Ярмарка в порту была в самом разгаре. Сколоченные наспех деревянные столы были завалены необычным для Европы товаром. Оглушённые людским гвалтом, под натиском толпы Эрнст с Эдит были вынуждены плыть по её течению. Людская река, споткнувшись на очередном повороте и разделившись на два широких рукава, вынесла их к большому прилавку. За прилавком стояла Гора Мяса. Из провала, заросшего длинной всклоченной бородой, где по законам анатомии должен был находиться рот, на весь порт летело всего три слова. Россия. Мороз. Холодно. Увидев прибитых толпой потенциальных покупателей, Гора Мяса оживилась, расчесала густую бороду короткопалыми пальцами, отбросила со лба спутанные космы и глянула на изумлённых покупателей хитрыми, пронырливыми глазами. Затем бесцеремонно выдернула Эдит из толпы, повертела её в разные стороны и, причмокнув от удовольствия, исчезла в груде товара. Купец, перетряхивая свои сокровища и свободной рукой вцепившись в приплывшую к нему золотую рыбку в лице Эдит, пыхтел как тульский самовар. Его огромный живот, вальяжно развалившись праздничным студнем, лежал на товаре, колыхаясь от сиплого дыхания. На волосатой голове, похожей на заросшее сорняками поле, огромной мясистой плюшкой лежало Ухо. О, это было ещё то ухо, которое к тому же жило своей обособленной жизнью. Попади оно на глаз художнику или писателю, о нём можно было бы сложить сонеты. В то время как проворные руки купца искали нужный товар, ухо преданно служило хозяину. Подвижным локатором оно шевелилось, вставало торчком на собачий манер и замирало, реагируя на любой шум. Купец, ещё раз взглянув на свою подопечную, вытащил из-под вороха одежды зимнюю шубейку и, поцокав языком от удовольствия, накинул её на плечи маленькой фрау. Подняв указательный палец, он назидательно произнёс:
– Россия. Мороз. Холодно. – Затем жестом циркового фокусника вытащил из горы наваленного товара пушистый тёплый платок, любовно погладив его, подул на ворсинки и с восхищением нараспев произнёс: – Оренбургский.

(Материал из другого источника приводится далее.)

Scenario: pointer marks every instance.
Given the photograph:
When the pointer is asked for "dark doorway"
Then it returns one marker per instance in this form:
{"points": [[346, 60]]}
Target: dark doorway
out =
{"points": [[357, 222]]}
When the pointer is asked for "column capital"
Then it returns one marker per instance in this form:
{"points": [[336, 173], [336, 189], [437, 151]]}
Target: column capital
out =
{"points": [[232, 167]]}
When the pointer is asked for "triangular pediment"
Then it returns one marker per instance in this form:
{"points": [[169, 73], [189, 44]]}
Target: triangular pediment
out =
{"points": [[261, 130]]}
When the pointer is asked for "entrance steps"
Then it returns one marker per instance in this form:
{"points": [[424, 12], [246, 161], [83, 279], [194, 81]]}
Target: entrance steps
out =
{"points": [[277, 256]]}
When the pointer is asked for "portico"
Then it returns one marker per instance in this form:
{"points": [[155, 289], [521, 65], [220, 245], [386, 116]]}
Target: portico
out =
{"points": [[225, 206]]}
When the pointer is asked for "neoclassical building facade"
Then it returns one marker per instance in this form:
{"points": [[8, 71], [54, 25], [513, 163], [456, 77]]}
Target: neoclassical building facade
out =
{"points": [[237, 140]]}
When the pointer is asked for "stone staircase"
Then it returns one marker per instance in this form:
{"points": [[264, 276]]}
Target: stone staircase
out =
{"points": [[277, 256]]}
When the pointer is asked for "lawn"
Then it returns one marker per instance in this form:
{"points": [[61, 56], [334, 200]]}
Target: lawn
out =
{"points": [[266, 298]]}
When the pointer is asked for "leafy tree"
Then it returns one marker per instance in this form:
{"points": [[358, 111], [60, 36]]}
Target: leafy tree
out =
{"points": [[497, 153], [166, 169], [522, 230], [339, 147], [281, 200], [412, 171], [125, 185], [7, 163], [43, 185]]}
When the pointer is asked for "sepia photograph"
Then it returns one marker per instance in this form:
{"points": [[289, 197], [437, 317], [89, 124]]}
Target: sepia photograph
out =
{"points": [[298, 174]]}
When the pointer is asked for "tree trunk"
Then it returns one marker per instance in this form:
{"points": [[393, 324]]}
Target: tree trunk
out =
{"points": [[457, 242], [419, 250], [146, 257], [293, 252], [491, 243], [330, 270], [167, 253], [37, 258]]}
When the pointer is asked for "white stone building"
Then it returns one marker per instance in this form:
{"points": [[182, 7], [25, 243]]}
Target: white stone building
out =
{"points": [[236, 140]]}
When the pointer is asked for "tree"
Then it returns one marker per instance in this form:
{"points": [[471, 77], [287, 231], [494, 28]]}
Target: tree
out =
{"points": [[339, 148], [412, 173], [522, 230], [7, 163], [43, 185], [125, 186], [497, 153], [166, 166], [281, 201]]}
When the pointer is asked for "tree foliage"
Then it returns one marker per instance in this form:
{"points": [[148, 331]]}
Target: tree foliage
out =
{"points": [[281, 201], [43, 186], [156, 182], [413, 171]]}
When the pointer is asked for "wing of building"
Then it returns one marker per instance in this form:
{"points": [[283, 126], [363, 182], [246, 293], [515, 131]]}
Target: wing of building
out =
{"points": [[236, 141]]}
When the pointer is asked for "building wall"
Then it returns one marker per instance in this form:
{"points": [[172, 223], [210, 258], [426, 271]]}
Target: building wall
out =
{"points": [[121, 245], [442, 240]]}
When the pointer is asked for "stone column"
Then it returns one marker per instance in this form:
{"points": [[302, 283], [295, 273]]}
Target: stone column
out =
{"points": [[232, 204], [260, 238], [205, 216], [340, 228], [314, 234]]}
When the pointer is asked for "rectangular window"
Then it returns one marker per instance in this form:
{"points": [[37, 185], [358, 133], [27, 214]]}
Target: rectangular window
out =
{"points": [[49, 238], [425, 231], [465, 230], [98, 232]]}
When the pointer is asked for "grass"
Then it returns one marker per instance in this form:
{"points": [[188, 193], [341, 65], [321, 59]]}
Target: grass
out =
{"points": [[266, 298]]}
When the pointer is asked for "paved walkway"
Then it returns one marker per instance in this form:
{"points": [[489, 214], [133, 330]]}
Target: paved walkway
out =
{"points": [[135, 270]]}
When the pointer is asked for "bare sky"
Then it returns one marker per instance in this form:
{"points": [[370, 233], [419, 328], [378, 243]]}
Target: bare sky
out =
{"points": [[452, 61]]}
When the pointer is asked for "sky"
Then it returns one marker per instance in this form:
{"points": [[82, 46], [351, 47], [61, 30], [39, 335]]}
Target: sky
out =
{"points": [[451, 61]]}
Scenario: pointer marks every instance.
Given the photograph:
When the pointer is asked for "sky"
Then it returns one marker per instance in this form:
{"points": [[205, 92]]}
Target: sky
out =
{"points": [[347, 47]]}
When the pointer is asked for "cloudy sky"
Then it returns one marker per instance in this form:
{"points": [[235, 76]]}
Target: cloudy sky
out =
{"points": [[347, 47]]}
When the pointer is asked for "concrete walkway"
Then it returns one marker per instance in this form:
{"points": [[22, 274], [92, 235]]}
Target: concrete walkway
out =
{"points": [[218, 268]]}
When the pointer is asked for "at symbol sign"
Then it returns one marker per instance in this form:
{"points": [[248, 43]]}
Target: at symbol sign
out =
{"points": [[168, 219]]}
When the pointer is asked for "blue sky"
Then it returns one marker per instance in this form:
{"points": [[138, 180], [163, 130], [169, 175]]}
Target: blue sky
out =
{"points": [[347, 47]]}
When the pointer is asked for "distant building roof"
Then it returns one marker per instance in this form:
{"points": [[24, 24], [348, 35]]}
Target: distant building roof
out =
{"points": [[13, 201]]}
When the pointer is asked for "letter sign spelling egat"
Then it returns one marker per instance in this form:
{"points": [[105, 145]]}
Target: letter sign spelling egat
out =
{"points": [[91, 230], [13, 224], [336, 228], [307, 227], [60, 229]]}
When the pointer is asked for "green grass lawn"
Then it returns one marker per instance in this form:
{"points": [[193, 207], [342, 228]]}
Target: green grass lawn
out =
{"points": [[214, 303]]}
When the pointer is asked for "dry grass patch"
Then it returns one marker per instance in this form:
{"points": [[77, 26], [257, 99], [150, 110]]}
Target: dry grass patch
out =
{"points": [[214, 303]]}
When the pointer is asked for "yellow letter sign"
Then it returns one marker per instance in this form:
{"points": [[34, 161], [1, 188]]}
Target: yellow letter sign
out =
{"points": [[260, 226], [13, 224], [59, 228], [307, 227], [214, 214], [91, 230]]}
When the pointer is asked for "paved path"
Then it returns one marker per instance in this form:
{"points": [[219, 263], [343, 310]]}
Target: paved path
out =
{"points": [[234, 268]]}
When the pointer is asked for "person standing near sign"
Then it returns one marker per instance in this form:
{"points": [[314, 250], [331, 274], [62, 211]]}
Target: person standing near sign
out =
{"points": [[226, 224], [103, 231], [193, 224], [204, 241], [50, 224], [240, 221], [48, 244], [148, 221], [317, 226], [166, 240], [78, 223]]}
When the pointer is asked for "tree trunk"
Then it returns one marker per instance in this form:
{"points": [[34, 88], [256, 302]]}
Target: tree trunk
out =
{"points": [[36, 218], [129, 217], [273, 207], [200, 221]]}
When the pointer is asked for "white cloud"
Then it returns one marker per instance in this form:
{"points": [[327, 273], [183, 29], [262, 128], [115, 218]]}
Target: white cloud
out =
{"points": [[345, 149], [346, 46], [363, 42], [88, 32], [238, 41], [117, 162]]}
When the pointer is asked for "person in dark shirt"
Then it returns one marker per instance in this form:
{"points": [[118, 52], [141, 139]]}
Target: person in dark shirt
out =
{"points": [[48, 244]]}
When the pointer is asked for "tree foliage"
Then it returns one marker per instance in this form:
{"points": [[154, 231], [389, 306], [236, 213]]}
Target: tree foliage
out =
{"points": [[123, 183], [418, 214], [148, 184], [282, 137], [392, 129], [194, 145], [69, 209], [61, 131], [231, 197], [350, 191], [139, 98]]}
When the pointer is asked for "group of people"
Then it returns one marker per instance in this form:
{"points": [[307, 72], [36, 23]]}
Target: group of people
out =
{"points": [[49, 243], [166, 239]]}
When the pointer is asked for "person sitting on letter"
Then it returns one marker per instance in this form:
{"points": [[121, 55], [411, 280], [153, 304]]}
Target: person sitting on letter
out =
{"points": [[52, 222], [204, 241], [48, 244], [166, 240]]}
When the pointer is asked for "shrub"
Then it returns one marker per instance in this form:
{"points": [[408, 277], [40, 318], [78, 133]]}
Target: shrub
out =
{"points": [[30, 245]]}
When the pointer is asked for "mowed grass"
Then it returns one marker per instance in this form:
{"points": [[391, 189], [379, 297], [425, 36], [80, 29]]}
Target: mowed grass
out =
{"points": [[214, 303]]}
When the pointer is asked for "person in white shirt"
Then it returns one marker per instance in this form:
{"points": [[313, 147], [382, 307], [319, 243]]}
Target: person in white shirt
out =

Эдит, уловив знакомый слог – бург, улыбаясь, закивала головой. Купец, приняв её улыбку за согласие на покупку, радостно потерев руки, выкатил кругленькую цену. От услышанной суммы глаза Эдит приобрели цвет замороженной трески. Купец, встряхнув покупательницу и обдав застарелым запахом чеснока её хорошенький носик, прошептал:
– Будет подарок.
От застарелого запаха чеснока внутренние органы Эдит запросились на свободу. Она сморщилась от спазм, выворачивающих желудок, а торговец, довольно улыбаясь, вытащил из-под прилавка засверкавшие новенькой кожей зимние сапожки. Эдит была сражена, убита и растоптана таким великолепием. Она с испугом посмотрела на мужа. На хорошеньком личике за несколько секунд пронеслись радость, боль, желание, страх, отчаяние, и глаза, не выдержав бури страстей маленького сердца, брызнули фонтаном слёз. Ошалевшие от подобной реакции мужчины замерли. Первым опомнился купец. Подхватив свой живот с прилавка, он гусиной походкой подошёл к женщине и вопросительно посмотрел на её спутника. Эрнст, поймав его взгляд, стал пробираться к жене через нахлынувшую любопытную толпу. Суетливо толкая друг друга, мужчины забегали вокруг плачущей навзрыд женщины двумя неуклюжими медведями. А она, прикрыв ладошками лицо, беспрестанно повторяла:
– Марципан, марципан.
Бедный купец никак не мог прийти в себя от случившегося инцидента. Он сбросил с себя шапку и, вздыхая с тяжким присвистом, огромным платком вытирал вспотевшие глубокие складки на шее. Его замечательные уши, торчавшие созвездием пса на макушке головы, застыли в ожидании команды. Первым от этого шквала горя пришёл в себя Эрнст.